Comincia così l’articolo pubblicato il 22 settembre sul Guardian e firmato da Sheikh Hasina, prima ministro del Bangladesh e leader del partito-Lega Awami. Sheikh Hasina è emblema di quell’autoritarismo che non contempla opposizione e si fa violenza di Stato, giustificato con la crescita del Pil, ma sul fronte delle politiche di adattamento e resilienza ai cambiamenti climatici sa il fatto suo: il Bangladesh è tra i Paesi più vulnerabili. Ogni anno viene inondato tra il 30 e il 50% del territorio; la media globale dell’innalzamento del livello del mare è di 3,2 millimetri l’anno, ma in Bangladesh in alcune zone arriva fino a 8 millimetri.

SECONDO I DATI del Bangladesh Centre for Advanced Studies di Dacca «l’innalzamento di un metro del livello del mare avrà ripercussioni sul 17% del territorio nazionale». Un problema che riguarda 22 milioni di persone su 170.
Le autorità ci lavorano da anni. La risposta istituzionale è raccolta nel Bangladesh Climate Change Strategy and Action Plan, circa 100 milioni di dollari ogni anno. Passa dal rafforzamento delle aree costiere piantando foreste di mangrovie alla costruzione di migliaia di rifugi anti-ciclone all’adozione di colture più resilienti.

Nel 1970, un ciclone ha provocato 300 mila vittime, 100 mila nel 1991. Nel marzo 2009 il ciclone Aila ha provocato 100 mila sfollati e circa 200 mila tra India e Bangladesh, nel delta bengalese, dove lo scorso maggio il ciclone Amphan ha provocato circa 120 vittime.

SHEIKH HASINA NON LO DICE esplicitamente, ma il punto è questo: l’Occidente, i Paesi più industrializzati e maggiormente responsabili delle emissioni nocive devono andare a scuola dal Sud del mondo.
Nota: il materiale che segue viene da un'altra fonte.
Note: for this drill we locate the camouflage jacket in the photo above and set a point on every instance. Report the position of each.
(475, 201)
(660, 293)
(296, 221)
Londra deve imparare da Dacca. Quello della prima ministro bangladese – che presiede il Climate Vulnerable Forum, gruppo di 48 Paesi che più soffrono la crisi climatica – «non è un pianto per chiedere aiuto. È un’allerta». «Perché mentre altri Paesi sono meno esposti alla crisi climatica, non potranno sfuggire a lungo alla sua forza distruttiva». È questione di tempo.

E il Bangladesh può insegnarci qualcosa. Il perché lo spiega Amitav Ghosh ne La grande cecità. Il cambiamento climatico «ha rovesciato l’ordine temporale della modernità: quanti si trovano alle periferie ora sono i primi a sperimentare ciò che ci attende tutti; sono loro a confrontarsi più direttamente con quella natura che Thoreau definiva “vasta, titanica, disumana”».